Figure 14. Reconstructed SFHs (top) and stellar mass growth (bottom) for the quiescent galaxies in our MOSFIRE sample, adopting the constant + tau model. The left and right panels show two redshift bins, corresponding to galaxies observed at 1.5 < z < 2 and 2 < z < 2.5, respectively. The lines are colored according to the median stellar age t50, and the red points mark the observed redshift. In the top panels, the blue line indicates the evolution of the main sequence for a fixed stellar mass of ${10}^{11}{M}_{\odot }$ from Whitaker et al. (2014). The sample of submillimeter galaxies from Toft et al. (2014) is shown as gray diamonds, while the compact star-forming galaxies from van Dokkum et al. (2015) are shown as blue triangles.

Standard image High-resolution image

In the compaction scenario, galaxies first shrink and then quench. The population of compact star-forming galaxies is thought to represent the intermediate stage after compaction and before quenching (Barro et al. 2013; van Dokkum et al. 2015). Measurements of the kinematics have been used to draw a link between compact star-forming galaxies and quiescent systems. The integrated velocity dispersion of the gas in compact star-forming galaxies is in broad agreement with that of the stellar populations in quiescent galaxies (Barro et al. 2014; Nelson et al. 2014). A comparison of the spatially resolved kinematics, though, would be even more compelling. Recent observations showed that the gas in compact star-forming galaxies is actually rotating rapidly in both the ionized (van Dokkum et al. 2015; Wisnioski et al. 2018) and molecular (Barro et al. 2017; Tadaki et al. 2017) components. This is not in agreement with the kinematics of the most massive quiescent galaxies at z ∼ 0, which tend to be pressure-supported. At high redshift, however, quiescent galaxies seem to be very different from local ellipticals.

Our previous analysis of the MOSFIRE sample, which focused on the stellar kinematics, suggested that the rotational support of quiescent galaxies is significantly larger at high redshift (Paper I). This surprising result is consistent with detailed studies of a few gravitationally lensed systems at z > 2 (Newman et al. 2015, 2018b; Toft et al. 2017) and a study of a large sample at z < 1 (Bezanson et al. 2018). The fact that massive quiescent galaxies at high redshift present a large degree of rotational support has two important consequences in the context of quenching. First, it suggests that the giant ellipticals observed at z ∼ 0 were originally quiescent disks, which lost their angular momentum likely because of dry mergers. This means that, contrary to the standard view, the morphological transformation does not need to happen simultaneously with the quenching process in order to form ellipticals. Second, it offers an additional constraint on the quenching process, which needs to produce a rotating stellar system. Since starvation leaves the morphology and kinematics untouched, the slow-quenching channel should produce preferentially rotating quiescent systems. However, gas-rich mergers can also produce rotating remnants (Wuyts et al. 2010). It is therefore not clear whether kinematics can be used for a clean identification of the progenitors.
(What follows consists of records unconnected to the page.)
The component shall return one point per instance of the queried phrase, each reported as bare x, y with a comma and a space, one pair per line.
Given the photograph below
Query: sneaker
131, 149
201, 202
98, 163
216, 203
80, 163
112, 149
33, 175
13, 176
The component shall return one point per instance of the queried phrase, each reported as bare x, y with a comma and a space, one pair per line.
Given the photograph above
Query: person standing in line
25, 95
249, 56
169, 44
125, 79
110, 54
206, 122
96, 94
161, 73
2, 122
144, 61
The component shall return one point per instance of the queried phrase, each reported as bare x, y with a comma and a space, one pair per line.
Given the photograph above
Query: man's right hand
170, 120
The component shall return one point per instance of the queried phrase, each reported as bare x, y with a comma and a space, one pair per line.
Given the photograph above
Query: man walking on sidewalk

The question of whether the two quenching channels require distinct populations of progenitors is still open. It is possible that all star-forming galaxies can potentially undergo fast quenching after a close interaction or merger. On the other hand, post-starburst galaxies show smaller stellar masses compared to older quiescent systems, and the tracks shown in Figure 12 also indicate a mass segregation between fast and slow quenching. If this were the case, star-forming galaxies above a certain stellar mass (which depends on redshift) would be the ideal candidates to be progenitors of the slow-quenching track.

7. Summary and Conclusions

7.1. The SFHs of $z\sim 2$ Massive Quiescent Galaxies

We analyzed the deep near-infrared spectra of 24 massive quiescent galaxies at 1.5 < z < 2.5 obtained with Keck/MOSFIRE. The high quality of the spectroscopic data, which we now release publicly, allowed us to perform a study of the stellar population properties of these objects to an unprecedented level of detail.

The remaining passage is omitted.